Unsurprisingly, PC culture is not exclusive to either economic side of the political spectrum. Although the left shows a number of extreme cases of PC and censorship, the right is no different. In 2017, the Cato Institute, conducted a Free Speech and Tolerance Survey, in which they analyzed Americans’ beliefs on censorship. Simply put, the results were frightening. In it, 53% of Republicans polled favored taking U.S. citizenship from people who burned the American flag. To supplement, 65% of Republicans believed that NFL players should be fired for refusing to stand for the national anthem. Naturally, many individuals simply claim this is national pride. Yet, by supporting restrictions of American freedom, they immediately ruin the very values they claim pride in.

In addition, politically correct Republican culture often leads to blind respect for our law enforcement. While it is true that police officers are valuable members of society, this does not excuse their abuses of power. The shooting of Daniel Shaver is a clear example of said abuse. Though the victim was unarmed and begging for his life, officer Philip Brailsford still shot and killed him. Despite the officer’s murder of Shaver, the Republican party remained silent. Instances like these prove the hypocrisy of the PC right. Though quick to judge the damage caused by the left, many forget that they are guilty of the same faults.

On the contrary, the economic left is equally guilty of a damaging PC culture. Free speech zones on college campuses are a prime example of such damage, with speech restricted beyond certain areas. Moreover, the Cato Institute found that 51% of Democrats support legally forcing Americans to use a transgender’s preferred pronoun. Though doing so is polite, we do not legislate politeness. Such a law is an example of government overreach. If someone wants to misgender someone, that is solely up to the person, not the state, to decide.

After looking at the faults of both sides, which party happens to be the greater offender?
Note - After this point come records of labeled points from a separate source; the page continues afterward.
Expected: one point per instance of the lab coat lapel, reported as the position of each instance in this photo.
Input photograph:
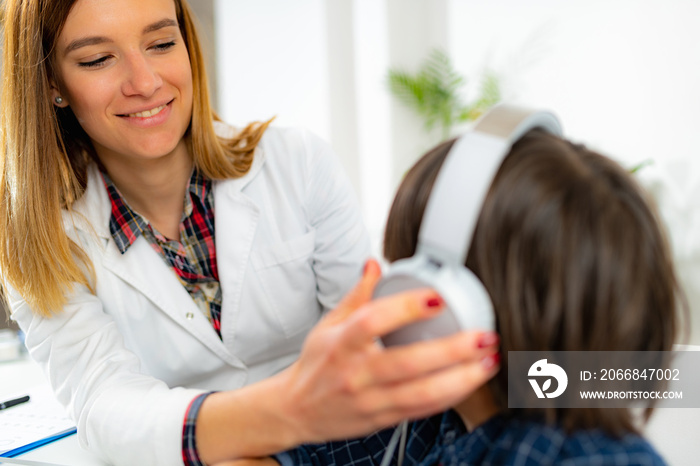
(143, 269)
(236, 221)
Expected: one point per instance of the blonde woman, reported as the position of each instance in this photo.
(167, 268)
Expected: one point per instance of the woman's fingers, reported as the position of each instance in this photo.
(358, 296)
(399, 363)
(384, 315)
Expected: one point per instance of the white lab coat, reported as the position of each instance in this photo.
(128, 361)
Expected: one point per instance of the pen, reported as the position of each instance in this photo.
(14, 402)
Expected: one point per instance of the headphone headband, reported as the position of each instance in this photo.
(465, 177)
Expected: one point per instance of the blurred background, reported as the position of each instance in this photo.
(621, 74)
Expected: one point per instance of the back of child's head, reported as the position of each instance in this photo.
(570, 252)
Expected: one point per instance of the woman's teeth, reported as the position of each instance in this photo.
(147, 113)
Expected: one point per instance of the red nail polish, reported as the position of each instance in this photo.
(489, 362)
(434, 302)
(487, 339)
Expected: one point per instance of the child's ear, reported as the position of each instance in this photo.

The Cato Institute poll found that Democrats are more likely to support banning offensive language. As time passes, the list of offensive terms only increases. In fact, 80% of surveyed Democrats believe that it is hateful or offensive to declare that America should deport illegal immigrants. When so many individuals believe that truths and opinions are derogatory and harmful, civil debate quickly fades away.

In today’s world, discussion is something that needs to happen to prevent a major catastrophe. Currently, Cato reported that 71% of people believe PC has prevented conversations we need in society. One can easily look to oppressive governments to see the damage of restricting free speech. America is rapidly moving in that direction, and a clear change in culture is necessary to protect our liberties.